Hello , I last did work on a residential rehab job over 90 days ago , so we are outside the lien time line . There was one punch list item left , which was to re - cover a chair where we got paint on the upholstery . We did so , but have had a hard time reaching the homeowner ( chair has been re - covered for a couple of months and homeowner is aware of this via unreturned texts and phone calls ) . I finally got a response last week . I think we are going to have to file a lien to get paid the balance on the contract . My question : can I use the date I deliver the re - covered chair as the final date of work on the property for the purposes of filing a lien ? Or is it already too late ? I have documentation ( email ) from the homeowner stating they know we have not yet delivered the chair as of last week
Construction / Development Lawyer
Fixing a chair probably does not count as a work of improvement under the law so it probably does not extend the lien time.

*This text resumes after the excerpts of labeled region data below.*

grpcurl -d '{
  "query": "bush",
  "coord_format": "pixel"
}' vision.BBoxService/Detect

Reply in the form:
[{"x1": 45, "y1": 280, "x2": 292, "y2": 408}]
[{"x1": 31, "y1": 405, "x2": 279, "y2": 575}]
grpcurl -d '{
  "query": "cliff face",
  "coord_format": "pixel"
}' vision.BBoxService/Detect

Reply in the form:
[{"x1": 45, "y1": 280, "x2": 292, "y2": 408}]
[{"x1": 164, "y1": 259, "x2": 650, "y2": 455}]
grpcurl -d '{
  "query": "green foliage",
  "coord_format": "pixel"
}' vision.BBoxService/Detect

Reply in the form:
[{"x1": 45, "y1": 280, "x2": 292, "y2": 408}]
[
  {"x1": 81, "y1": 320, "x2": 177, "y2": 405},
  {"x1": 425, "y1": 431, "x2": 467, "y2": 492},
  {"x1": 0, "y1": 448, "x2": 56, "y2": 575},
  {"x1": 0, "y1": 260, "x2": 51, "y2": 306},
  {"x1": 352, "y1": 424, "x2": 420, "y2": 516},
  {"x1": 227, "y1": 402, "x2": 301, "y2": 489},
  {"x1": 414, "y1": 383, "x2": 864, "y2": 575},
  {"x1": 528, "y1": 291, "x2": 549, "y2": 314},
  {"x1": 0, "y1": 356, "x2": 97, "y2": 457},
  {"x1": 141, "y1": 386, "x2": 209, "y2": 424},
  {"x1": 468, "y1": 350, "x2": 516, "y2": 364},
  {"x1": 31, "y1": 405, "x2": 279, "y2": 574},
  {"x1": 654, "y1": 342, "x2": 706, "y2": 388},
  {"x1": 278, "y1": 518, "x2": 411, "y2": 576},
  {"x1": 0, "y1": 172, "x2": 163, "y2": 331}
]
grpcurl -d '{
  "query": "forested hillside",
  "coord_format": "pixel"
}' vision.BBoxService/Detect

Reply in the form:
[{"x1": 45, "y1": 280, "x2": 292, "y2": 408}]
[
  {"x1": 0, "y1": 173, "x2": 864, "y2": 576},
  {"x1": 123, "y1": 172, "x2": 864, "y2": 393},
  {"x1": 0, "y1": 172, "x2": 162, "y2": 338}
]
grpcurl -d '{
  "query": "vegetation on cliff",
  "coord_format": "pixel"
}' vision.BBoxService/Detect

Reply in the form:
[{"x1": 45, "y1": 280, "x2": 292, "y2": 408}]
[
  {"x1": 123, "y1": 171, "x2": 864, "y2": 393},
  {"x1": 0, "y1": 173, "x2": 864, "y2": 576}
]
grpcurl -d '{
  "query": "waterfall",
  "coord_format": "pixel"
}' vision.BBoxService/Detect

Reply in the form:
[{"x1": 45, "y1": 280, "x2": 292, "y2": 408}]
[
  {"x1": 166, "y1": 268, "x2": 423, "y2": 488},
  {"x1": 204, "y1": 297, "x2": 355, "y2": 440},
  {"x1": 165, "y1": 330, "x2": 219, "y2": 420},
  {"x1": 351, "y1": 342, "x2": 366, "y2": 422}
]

Even if you have lost the lien you still could file suit against the owner or the party you contracted with.
(liens have to be sued on within 90 days of recording to remain valid anyway, so even with a lien you likely would still have to file suit)
This is NOT legal advice, just a general discussion of the law, as we are not familiar with the specific documents and facts of your case, etc. Please consult with a competent attorney in this area of the law for specific legal advice regarding your particular case, as the advice may vary depending on the facts.
Mechanic's lien are improvements to the property. Since the chair is portable and not fixed to the property, work on a chair is unlikely to support a Mechanic's Lien.
I agree with my colleagues that the chair is not going to extend the time for recording a mechanic's lien.
California Civil Code Section 3115 and 3116 provide that the mechanic's lien must be recorded within 90 days of "completion of the work or improvement."
"Completion" is defined in Civil Code Section 3806 as:
--Actual completion of the work.
--Occupation or use of the work of improvement by the owner accompanied by cessation of work.
--Acceptance of work by the owner.
--After the commencement of a work of improvement, a cessation of labor thereon for a continuous period of 60 days, or a cessation of labor thereon for a continuous period of 30 days or more if the owner files for record a notice of cessation.
Note that a contractor would still have a breach of contract action against the homeowner, even if the contractor missed the deadline to record a mechanic's lien.
Frank W. Chen has been licensed to practice law in California since 1988. The information presented here is general in nature and is not intended, nor should be construed, as legal advice for a particular case. This Avvo.com posting does not create any attorney-client relationship with the author. For specific advice about your particular situation, please consult with your own attorney.
Construction / Development Lawyer
You probably do not have lien rights, but you do have the right to sue for breach of contract and other claims.
You can try and put some pressure on the owner by sending him a mechanic's lien, BUT DO NOT FILE OR RECORD IT. If it is not recorded then it is not a proper lien, but the owner might not know that and that might be enough of a threat to get him to pay. JUST MAKE SURE YOU DON'T RECORD IT. Doing that could lead to all kinds of other problems for you.
Depending on the amount due, it might be worth it for you to talk with a construction attorney.